Not that there aren’t differences between the two pictures. The high school seniors determined to fill their pre-graduation weekend with raucous fun aren’t a couple of desperately nerdy guys this time around, but two brainy best friends who discover to their horror that they’ve pointlessly wasted the chance to have a good time for the past four years by applying themselves unstintingly to studying and campus service in order to get into good colleges—only to find that the classmates they’ve looked down on as hopeless, time-wasting goof-offs have all gotten into great universities (or landed great jobs) too.

The realization that they could have had both success and enjoyment inspires aggressive Molly (Feldstein) to convince her more compliant pal Amy (Kaitlyn Dever) that they should make up for what they’ve missed by going all out in the few hours they have left. Their objective involves crashing a party being held by Nick (Mason Gooding), the class VP to Molly’s President whom she dismisses as a dim-witted dullard but is secretly infatuated with anyway. The problem is that the shebang is at Nick’s aunt’s house, and they don’t know where it is. Molly is also prodding Amy to make some sort of move toward skateboarding Ryan (Victoria Ruesga), the tomboyish girl she’s interested in.

Their wacky attempts to get to the party bring the duo into contact with some of the school staff—the principal (Jason Sudeikis), who’s a Lyft driver on the side, and their teacher Ms. Fine (Jessica Williams), whom they call on for help at one point (and who’s being pursued by a student played by Eduardo Franco). They also have to deal with Amy’s flaky parents (Will Forte and Lisa Kudrow), who have been preparing a very different sort of graduation party. There’s also a pizza delivery man (Michael Patrick O’Brien) from whom they try to extract information, only to be rebuffed.

But their classmates are the major players in the evening’s adventure: George (Noah Galvin), the histrionic drama guy who’s holding a party of his own; Annabelle (Molly Gordon), who’s branded with a reputation as an easy lay; Hope (Diana Silvers), known for her caustic tongue; and many more. The strangest, though, are Jared (Skyler Gisondo), the ultra-rich kid whose money can’t buy him friends, even if he’s hosting a party on a ship, and his girlfriend, flamboyant Gigi (Billie Lourd), who periodically appears out of left field to engage in some new outrageous conduct, and who sometimes spikes drinks with drugs. (An encounter with her concoctions leads to an animated sequence in which the girls imagine themselves as a couple of dolls.)

Molly and Amy eventually do wind up at Nick’s party, where both initially appear to be making progress in assimilating with their classmates and connecting with the people they’d like to know better. But then the obligatory collapse occurs, and they find themselves at odds with one another; they split up, but not, of course, for long.

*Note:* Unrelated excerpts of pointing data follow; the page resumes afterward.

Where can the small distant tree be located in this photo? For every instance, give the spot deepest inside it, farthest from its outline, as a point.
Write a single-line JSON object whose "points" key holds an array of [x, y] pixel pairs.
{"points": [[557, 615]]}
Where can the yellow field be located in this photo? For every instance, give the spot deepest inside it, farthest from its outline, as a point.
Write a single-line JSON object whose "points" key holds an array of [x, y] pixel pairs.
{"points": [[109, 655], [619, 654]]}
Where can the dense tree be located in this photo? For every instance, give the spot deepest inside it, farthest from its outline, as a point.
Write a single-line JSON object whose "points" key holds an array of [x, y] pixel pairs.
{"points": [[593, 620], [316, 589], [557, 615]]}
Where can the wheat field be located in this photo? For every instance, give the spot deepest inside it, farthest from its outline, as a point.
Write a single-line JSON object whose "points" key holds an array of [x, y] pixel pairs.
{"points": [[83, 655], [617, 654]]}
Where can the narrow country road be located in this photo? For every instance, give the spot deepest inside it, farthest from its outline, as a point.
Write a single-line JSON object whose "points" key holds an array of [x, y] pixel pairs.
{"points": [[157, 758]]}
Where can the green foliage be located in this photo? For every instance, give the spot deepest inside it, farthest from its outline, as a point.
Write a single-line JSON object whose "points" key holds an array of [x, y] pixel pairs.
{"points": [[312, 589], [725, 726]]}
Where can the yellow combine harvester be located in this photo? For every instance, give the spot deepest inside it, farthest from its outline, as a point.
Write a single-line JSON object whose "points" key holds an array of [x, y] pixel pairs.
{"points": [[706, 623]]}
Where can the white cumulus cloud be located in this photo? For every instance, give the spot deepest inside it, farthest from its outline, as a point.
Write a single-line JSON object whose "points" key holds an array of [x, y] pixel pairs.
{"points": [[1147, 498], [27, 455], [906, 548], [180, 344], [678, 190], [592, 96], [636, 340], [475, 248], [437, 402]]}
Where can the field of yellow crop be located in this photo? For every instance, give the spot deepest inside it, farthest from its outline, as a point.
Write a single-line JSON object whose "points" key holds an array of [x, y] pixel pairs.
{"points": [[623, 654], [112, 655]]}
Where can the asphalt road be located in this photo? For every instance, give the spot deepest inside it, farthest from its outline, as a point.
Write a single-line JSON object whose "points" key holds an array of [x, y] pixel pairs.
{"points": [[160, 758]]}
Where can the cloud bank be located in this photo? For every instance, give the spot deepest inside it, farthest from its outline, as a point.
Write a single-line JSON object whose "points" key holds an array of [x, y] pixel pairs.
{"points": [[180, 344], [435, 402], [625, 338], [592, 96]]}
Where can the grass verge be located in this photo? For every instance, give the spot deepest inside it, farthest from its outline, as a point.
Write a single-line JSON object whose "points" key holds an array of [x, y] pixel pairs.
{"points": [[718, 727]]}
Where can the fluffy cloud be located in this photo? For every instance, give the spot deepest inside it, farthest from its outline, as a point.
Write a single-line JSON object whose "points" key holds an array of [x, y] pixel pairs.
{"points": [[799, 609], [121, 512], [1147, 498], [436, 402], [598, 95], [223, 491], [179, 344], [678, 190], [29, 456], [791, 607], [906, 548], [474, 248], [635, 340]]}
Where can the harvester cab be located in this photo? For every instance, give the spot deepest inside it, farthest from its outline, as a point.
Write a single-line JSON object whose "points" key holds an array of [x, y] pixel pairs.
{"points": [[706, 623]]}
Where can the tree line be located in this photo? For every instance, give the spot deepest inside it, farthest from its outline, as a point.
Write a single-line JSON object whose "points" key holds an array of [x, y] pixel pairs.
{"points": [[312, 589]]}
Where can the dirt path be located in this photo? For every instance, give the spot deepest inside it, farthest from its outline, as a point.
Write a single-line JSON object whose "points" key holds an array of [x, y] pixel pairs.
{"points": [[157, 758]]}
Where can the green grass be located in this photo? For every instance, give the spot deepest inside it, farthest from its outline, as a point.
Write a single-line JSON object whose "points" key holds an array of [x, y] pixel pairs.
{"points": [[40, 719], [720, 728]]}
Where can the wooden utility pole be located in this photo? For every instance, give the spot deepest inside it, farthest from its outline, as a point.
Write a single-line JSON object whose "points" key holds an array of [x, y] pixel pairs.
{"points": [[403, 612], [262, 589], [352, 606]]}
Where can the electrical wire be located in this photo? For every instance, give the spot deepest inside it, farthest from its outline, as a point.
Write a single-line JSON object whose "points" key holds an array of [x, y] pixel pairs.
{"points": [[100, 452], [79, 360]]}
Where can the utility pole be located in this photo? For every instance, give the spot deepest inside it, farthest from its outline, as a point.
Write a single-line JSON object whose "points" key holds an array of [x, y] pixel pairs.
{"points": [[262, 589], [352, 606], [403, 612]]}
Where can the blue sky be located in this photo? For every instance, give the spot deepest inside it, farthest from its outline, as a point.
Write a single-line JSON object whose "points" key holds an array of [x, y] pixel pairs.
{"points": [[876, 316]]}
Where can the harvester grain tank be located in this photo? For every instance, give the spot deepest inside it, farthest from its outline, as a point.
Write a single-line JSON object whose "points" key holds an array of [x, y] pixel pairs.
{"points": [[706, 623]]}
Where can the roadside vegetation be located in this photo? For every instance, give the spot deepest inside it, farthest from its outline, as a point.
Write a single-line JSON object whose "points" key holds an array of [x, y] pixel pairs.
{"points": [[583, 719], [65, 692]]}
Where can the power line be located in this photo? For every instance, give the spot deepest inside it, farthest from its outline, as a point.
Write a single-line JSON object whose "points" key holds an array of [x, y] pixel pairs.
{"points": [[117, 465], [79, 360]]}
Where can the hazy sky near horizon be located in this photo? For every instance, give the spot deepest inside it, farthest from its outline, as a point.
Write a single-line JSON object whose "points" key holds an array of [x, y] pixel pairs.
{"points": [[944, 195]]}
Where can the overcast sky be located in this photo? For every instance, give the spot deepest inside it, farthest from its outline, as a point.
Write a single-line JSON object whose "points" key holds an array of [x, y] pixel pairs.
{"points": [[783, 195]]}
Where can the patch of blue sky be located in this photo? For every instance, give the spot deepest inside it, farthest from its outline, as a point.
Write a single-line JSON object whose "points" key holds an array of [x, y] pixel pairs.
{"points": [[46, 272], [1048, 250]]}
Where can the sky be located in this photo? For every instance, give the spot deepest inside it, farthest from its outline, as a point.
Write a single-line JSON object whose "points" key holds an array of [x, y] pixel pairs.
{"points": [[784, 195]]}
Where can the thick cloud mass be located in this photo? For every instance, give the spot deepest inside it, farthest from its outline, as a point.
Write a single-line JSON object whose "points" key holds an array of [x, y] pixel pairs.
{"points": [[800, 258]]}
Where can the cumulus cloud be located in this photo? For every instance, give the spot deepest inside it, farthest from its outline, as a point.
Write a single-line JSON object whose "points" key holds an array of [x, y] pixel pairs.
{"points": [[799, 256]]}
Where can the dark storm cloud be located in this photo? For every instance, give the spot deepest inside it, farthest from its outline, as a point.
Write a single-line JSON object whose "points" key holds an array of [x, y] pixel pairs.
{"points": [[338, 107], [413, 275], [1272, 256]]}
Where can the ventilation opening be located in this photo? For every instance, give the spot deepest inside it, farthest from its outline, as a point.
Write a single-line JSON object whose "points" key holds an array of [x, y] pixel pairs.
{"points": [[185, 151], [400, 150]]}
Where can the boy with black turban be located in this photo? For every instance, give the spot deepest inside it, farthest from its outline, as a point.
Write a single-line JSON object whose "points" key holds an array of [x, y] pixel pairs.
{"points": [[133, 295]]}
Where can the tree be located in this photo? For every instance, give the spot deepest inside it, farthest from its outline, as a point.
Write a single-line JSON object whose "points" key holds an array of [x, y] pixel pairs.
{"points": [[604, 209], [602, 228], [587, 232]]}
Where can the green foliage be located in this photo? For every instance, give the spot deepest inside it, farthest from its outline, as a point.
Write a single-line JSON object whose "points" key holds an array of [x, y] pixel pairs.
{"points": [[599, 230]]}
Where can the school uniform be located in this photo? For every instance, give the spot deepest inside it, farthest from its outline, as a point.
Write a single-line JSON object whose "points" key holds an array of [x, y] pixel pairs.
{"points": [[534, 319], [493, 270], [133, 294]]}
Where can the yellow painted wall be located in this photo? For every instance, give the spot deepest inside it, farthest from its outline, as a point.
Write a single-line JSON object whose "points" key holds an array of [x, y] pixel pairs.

It’s admittedly a switch to see a raucous high school story like this told from a female perspective, and Wilde and her cast bring a good deal of energy to it. In the final analysis, though, the vibe isn’t all that different from so many recent teen farces or even the John Hughes pictures of the eighties. It’s one of the better raunchy high school comedies to come down the pike recently, but apart from the gender switch the level of innovation is actually pretty modest.

Still, the quality of the writing is better than the norm, Wilde and editor Jamie Gross keep things moving, and production designer Katie Byron, costumer April Napier and cinematographer Jason McCormick create a convincing ambience. Most importantly, Feldstein and Dever prove a fine pair, and all of the small army of supporting players put over their characters with enthusiasm, even if some of them (Lourd, Gisondo and Galvin, for example) play things very broadly.

Apart from the gender transformation of the leads “Booksmart” might alter the “Superbad” formula only slightly, but it’s winning enough to make you want to return to high school, for a couple of hours at least.